Вдруг она привстала на цыпочки, сжала ладонями мои горящие щеки и поцеловала в лоб. Это было странно и неожиданно — меня в лоб; так, Аурис, так; не в губы, а в лоб, в самом деле, точно маленького; обдало близостью женщины, дохнуло домом; я вскинулся, как выхваченный из воды сом, и простер руки, словно желая поймать дыхание Меты, ее поцелуй, который точно жаркая искра обжег мне лоб; Мета повернулась и быстро убежала по дорожке.
Она исчезла, а я все стоял, глядя на вспыхивающие во тьме красные глазки туннеля, и думал обо всем этом — столь кратком и в то же время столь тягуче длинном дне, о Мете, о себе, Грикштасе, — и чувствовал себя так, словно кого-то предал, безвинно осудил или выдал, — так, быть может, чувствовал себя Жебрис, выпущенный из тюрьмы и пригретый дочерью профессора Вайсвидаса; или Даубарас — тогда, за неделю до войны; но то были Жебрис и Даубарас, а я… Йонис Грикштас, по-моему, тоже думал, что я не такой…

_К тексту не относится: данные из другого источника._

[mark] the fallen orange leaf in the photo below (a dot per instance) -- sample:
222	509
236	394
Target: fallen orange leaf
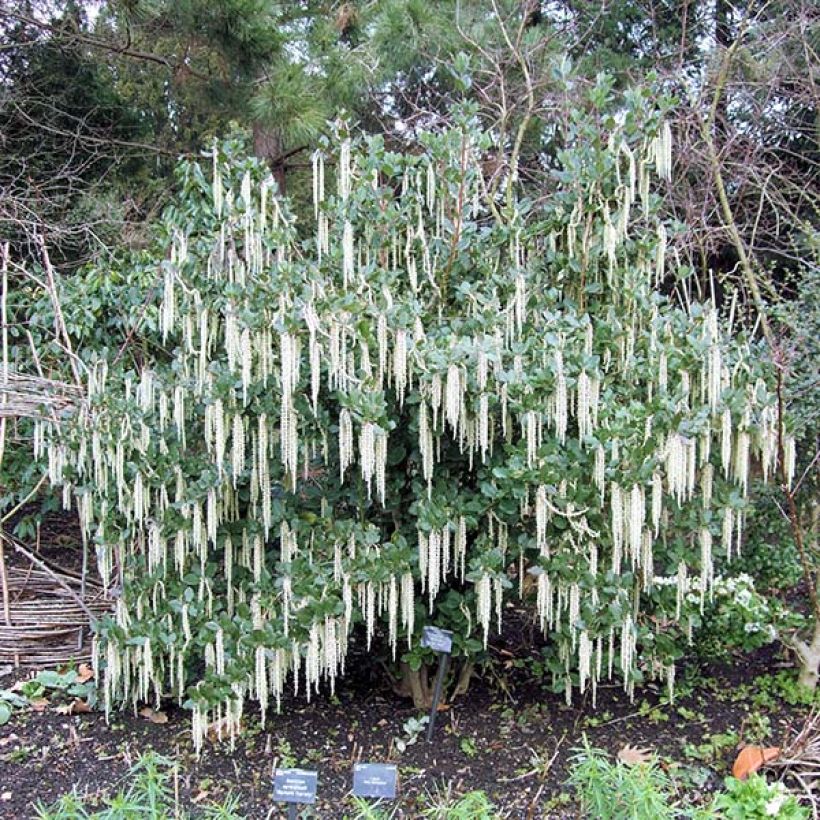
751	758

И все же я попытался взглянуть на себя со стороны, и насколько можно беспристрастней, хотя это и было трудно, если не сказать — невозможно; я постарался и увидел долговязого взлохмаченного паренька с лихорадочно горящими глазами, слегка покрасневшим от мороза носом, насупленными бровями, сутулого, в потертом сером пальто со стоячим воротником; над правым ухом под прядью волос притаился шрам — еще один орловский подарочек; паренек стремительно летел по улице, хотя я подозревал, что подгоняют его не столько дела, которых, работаешь ты или учишься, все равно уйма, — сколько мысли, бурлящие в голове, точно молодое пиво; широкие брюки мели, загребали снег, а уж его февраль в этом году не пожалел, надо отдать ему должное. Такого юношу я уже где-то видел — не то в книге, не то на экране; возможно, это был юный Мартин Иден, направляющийся из порта через Окленд в дом Морзов в Сан-Франциско, а то и кто-нибудь другой; никого определенного я не вспомнил и не мог бы, пожалуй, вспомнить, поскольку юноша этот был чем-то похож на других, а чем-то сильно отличался; из-за этого, впрочем, не стоило морочить себе голову; я шел рядом, легкий и невидимый, и наблюдал за ним, изо всех сил стараясь не сливаться с этим пареньком и не раствориться в нем полностью; мне во что бы то ни стало требовалось узнать, какие мысли бродят в его голове с широким обветренным лбом, над которым нависли густые, припорошенные снегом волосы (снова сеялся мелкий снежок); он шел выпятив грудь, словно нес за пазухой мяч; на самом деле там находились сложенные пополам тетрадки и газета, только что купленная в киоске; в кармане шуршала заметка о состоявшемся недавно комсомольском собрании университета; Ауримас Глуоснис направлялся в редакцию.